Governed

Alignment confirmed with the doctrine.

Agent Architecture Review, Validation snapshot

Evaluated 10 May 2026 against the AI Design Blueprint doctrine

Emerging

Status: Aligned

74/100

Grade C

10 aligned

Blueprint Readiness measures doctrine alignment, not runtime correctness. A production-ready verdict means the architecture embodies the 10 principles; it does not run your tests or types.
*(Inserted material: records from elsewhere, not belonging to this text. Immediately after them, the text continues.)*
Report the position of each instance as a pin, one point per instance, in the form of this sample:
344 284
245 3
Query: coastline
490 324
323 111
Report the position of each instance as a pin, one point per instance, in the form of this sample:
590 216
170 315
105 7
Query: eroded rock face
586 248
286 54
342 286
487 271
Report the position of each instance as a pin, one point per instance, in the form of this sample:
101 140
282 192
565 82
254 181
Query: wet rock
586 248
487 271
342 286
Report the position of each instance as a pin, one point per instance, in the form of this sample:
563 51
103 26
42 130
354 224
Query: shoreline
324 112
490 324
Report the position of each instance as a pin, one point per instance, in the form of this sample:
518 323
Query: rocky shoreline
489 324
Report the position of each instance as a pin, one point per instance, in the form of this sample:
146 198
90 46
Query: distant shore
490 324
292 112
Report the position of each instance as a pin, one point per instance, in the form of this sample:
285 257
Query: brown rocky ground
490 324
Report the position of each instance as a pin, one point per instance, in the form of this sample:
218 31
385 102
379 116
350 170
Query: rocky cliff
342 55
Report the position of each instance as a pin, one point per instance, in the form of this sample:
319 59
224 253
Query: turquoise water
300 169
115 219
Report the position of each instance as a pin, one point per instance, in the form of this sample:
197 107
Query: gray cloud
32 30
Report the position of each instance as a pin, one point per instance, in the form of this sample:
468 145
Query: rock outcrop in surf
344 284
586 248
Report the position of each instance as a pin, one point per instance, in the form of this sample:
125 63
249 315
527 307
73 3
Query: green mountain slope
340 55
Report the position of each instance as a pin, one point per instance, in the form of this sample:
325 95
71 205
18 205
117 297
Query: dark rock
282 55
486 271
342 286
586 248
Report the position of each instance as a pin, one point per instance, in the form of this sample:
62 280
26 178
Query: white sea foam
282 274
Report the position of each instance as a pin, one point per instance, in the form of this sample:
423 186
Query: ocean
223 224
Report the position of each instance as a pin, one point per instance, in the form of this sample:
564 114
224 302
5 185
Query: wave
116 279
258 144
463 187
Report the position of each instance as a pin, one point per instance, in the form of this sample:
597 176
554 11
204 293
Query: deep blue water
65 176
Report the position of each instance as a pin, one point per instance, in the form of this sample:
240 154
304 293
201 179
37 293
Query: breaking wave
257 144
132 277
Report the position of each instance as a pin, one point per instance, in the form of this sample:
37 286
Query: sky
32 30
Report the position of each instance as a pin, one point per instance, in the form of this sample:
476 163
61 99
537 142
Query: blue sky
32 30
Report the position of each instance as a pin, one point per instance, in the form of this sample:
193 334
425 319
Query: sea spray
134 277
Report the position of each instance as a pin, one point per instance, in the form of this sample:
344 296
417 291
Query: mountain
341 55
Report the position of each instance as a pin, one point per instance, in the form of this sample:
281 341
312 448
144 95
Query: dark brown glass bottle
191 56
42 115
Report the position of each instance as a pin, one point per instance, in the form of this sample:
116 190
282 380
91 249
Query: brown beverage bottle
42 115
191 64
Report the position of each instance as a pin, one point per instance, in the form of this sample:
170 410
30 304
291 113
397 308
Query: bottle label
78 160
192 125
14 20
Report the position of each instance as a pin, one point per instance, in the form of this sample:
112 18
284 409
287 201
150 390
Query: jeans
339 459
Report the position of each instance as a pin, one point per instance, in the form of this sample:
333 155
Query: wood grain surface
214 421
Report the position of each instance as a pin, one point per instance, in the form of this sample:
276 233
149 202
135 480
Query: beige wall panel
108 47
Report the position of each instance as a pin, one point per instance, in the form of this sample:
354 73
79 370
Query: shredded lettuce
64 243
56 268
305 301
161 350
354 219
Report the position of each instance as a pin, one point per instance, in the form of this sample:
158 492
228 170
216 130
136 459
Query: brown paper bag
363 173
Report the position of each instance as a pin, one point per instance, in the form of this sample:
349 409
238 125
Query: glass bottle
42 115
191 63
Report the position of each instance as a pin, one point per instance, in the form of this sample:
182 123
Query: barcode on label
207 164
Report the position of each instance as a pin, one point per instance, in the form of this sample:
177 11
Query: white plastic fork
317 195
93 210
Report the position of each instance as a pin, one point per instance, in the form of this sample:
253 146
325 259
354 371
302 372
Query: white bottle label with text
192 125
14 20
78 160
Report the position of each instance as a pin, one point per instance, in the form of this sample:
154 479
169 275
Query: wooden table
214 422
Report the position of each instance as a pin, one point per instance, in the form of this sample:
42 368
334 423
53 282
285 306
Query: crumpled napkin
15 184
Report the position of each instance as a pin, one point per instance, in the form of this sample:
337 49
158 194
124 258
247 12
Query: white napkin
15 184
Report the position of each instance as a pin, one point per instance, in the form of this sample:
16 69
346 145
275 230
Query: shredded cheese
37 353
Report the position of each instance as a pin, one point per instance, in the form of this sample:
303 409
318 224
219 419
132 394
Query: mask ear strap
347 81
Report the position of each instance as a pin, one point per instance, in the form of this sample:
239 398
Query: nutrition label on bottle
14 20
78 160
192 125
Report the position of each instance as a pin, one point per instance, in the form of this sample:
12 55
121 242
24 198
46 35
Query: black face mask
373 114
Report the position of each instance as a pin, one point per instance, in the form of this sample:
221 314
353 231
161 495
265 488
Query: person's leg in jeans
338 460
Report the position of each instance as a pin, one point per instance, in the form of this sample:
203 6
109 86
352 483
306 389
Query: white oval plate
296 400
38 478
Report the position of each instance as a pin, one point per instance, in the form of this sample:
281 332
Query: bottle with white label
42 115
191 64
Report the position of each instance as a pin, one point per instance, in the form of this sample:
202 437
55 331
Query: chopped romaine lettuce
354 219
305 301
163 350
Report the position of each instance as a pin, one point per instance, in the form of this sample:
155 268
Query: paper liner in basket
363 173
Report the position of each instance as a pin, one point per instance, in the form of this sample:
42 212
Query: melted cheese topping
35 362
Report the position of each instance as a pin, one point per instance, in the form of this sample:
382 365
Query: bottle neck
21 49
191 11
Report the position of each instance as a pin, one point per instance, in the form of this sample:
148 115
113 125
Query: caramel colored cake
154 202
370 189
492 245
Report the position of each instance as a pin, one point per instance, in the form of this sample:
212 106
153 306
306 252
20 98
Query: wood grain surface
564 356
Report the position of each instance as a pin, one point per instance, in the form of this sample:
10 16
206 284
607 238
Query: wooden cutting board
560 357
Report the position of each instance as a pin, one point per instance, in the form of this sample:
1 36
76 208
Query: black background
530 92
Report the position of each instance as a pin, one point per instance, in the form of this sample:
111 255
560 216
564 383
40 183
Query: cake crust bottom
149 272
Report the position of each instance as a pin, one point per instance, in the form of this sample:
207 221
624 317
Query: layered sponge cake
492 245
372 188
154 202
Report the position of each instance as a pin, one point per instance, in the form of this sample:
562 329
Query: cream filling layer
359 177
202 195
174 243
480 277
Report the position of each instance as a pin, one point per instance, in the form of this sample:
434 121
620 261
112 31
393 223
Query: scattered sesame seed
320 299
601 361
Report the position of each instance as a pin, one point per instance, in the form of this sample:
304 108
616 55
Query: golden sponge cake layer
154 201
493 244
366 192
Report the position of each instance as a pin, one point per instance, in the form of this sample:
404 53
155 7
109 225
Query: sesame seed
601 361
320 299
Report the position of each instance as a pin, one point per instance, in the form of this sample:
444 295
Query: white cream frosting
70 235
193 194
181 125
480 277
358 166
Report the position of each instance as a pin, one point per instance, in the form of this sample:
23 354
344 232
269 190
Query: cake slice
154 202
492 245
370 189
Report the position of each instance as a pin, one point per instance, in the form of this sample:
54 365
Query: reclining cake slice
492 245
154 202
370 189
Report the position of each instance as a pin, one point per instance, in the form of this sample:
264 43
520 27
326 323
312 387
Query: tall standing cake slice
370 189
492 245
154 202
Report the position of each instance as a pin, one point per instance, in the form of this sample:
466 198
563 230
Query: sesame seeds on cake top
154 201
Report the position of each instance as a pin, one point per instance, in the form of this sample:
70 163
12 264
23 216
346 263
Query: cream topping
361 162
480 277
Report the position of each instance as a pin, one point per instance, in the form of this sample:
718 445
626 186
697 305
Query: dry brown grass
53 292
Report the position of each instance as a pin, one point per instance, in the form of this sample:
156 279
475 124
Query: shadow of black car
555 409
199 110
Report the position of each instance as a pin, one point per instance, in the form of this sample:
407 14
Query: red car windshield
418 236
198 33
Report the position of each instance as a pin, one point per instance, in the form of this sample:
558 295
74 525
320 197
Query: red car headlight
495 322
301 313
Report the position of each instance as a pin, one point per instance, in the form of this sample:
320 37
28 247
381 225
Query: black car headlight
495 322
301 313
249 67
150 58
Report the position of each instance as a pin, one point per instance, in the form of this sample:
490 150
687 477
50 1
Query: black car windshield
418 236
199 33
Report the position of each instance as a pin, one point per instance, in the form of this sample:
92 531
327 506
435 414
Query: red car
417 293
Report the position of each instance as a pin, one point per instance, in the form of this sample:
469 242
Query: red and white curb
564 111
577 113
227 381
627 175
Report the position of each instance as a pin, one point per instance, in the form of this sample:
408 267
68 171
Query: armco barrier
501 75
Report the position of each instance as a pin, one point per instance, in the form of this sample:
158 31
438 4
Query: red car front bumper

Layer it on top of your test suite, not in place of it.

Per-principle verdicts

The submission is an autonomous invoice-payment workflow with load-bearing primitives for delegation, approval gating, auditability, perceptible background state, steering, retry, and reconciliation. The iteration-6 terminal-status logic now derives completion from the whole task projection, so the previously described false-COMPLETED path is closed in the reviewed code.

Iteration history

5 prior runs on this artifact. Each run_id opens its own readiness review.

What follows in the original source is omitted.